Customer acquisition: target the best, come back for the restBy Jon Taylor on November 21, 2017
US merchant John Wanamaker is considered by some to have been something of a marketing pioneer and is credited with the phrase: “Half the money I spend on advertising is wasted; the trouble is I don't know which half.”
Given that Wanamaker died in 1922, we can surmise that return on investment (ROI) is not a new bone of contention for marketers.
We know from experience that marketing and advertising spend is still a concern for many businesses today, particularly at a time in which results are expected to be increasingly transparent. Fortunately, nowadays, marketers have ever more sophisticated tools at their disposal, rather than having to just rely on advertising.
One alternative is to use data, which, as you might imagine, is something we’re rather au fait with. The customer acquisition service we offer at Peak isn’t based on speaking to the largest number of people, but on identifying the prospects that are most likely to become customers. You don’t need to be a marketing pioneer to see how this approach can reduce the cost per acquisition for organisations and their overall marketing ROI as a result.

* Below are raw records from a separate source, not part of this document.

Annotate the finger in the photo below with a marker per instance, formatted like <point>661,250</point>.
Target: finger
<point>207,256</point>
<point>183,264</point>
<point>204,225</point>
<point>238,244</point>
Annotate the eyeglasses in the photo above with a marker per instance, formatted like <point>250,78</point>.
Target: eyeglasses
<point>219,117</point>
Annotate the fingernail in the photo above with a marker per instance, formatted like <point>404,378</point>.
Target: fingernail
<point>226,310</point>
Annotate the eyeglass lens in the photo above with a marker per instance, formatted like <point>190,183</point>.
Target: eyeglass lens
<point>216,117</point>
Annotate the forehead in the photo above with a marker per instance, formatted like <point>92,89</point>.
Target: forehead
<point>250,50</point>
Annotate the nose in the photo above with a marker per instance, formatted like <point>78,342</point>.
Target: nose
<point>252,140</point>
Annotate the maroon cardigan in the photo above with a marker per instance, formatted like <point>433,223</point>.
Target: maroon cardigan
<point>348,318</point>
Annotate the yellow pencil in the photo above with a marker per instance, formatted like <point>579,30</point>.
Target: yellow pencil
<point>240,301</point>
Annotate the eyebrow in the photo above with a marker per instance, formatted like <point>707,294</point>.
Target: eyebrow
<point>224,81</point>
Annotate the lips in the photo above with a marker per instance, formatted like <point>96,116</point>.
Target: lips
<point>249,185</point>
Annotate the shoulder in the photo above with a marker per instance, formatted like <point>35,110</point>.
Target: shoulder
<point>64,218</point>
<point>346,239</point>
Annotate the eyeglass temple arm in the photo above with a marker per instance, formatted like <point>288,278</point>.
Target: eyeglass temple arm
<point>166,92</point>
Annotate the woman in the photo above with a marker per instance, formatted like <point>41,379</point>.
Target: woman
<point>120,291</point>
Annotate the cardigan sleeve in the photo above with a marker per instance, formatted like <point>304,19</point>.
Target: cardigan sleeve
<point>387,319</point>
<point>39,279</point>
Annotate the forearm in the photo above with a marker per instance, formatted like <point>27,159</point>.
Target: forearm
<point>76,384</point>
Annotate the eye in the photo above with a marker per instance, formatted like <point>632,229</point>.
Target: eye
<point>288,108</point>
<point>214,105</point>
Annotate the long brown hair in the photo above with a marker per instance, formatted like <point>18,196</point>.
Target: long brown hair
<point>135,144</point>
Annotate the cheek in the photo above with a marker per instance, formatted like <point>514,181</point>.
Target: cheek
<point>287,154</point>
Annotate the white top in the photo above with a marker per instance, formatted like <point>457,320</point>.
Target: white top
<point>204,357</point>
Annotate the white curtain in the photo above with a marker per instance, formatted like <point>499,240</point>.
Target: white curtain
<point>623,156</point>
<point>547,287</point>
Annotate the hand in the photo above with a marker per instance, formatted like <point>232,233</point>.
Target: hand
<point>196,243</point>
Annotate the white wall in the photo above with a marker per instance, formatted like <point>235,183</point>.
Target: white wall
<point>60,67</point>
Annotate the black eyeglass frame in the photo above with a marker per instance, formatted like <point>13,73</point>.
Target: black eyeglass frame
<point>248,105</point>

Although our approach relies upon sophisticated technology and the accomplished expertise of our data science guys, it is, in essence, very logical and straightforward. By bringing together data like customer history, behaviour, purchases, preferences and social media activity, and then using algorithms to cluster and classify similar groups of customers, we can attach a probability of conversion to each new lead based on the group they call into.
This not only allows organisations to focus their efforts on converting the prospects who are most likely to become customers, but to tailor their service to appeal to those prospects too. In this way, organisations can be confident that they are acquiring customers at the optimal cost.
To get an idea of this in practice, you can take a look at how we worked with music streaming service Leaf. Using the platform’s data, we were able to identify its most valuable users, how they were acquired and how they used the service. Leaf was then able to use that information to better target its marketing activities and shape its platform going forward, ultimately doubling its number of active users to 1.5 million over the course of four months. We’re pretty sure John Wanamaker would have approved.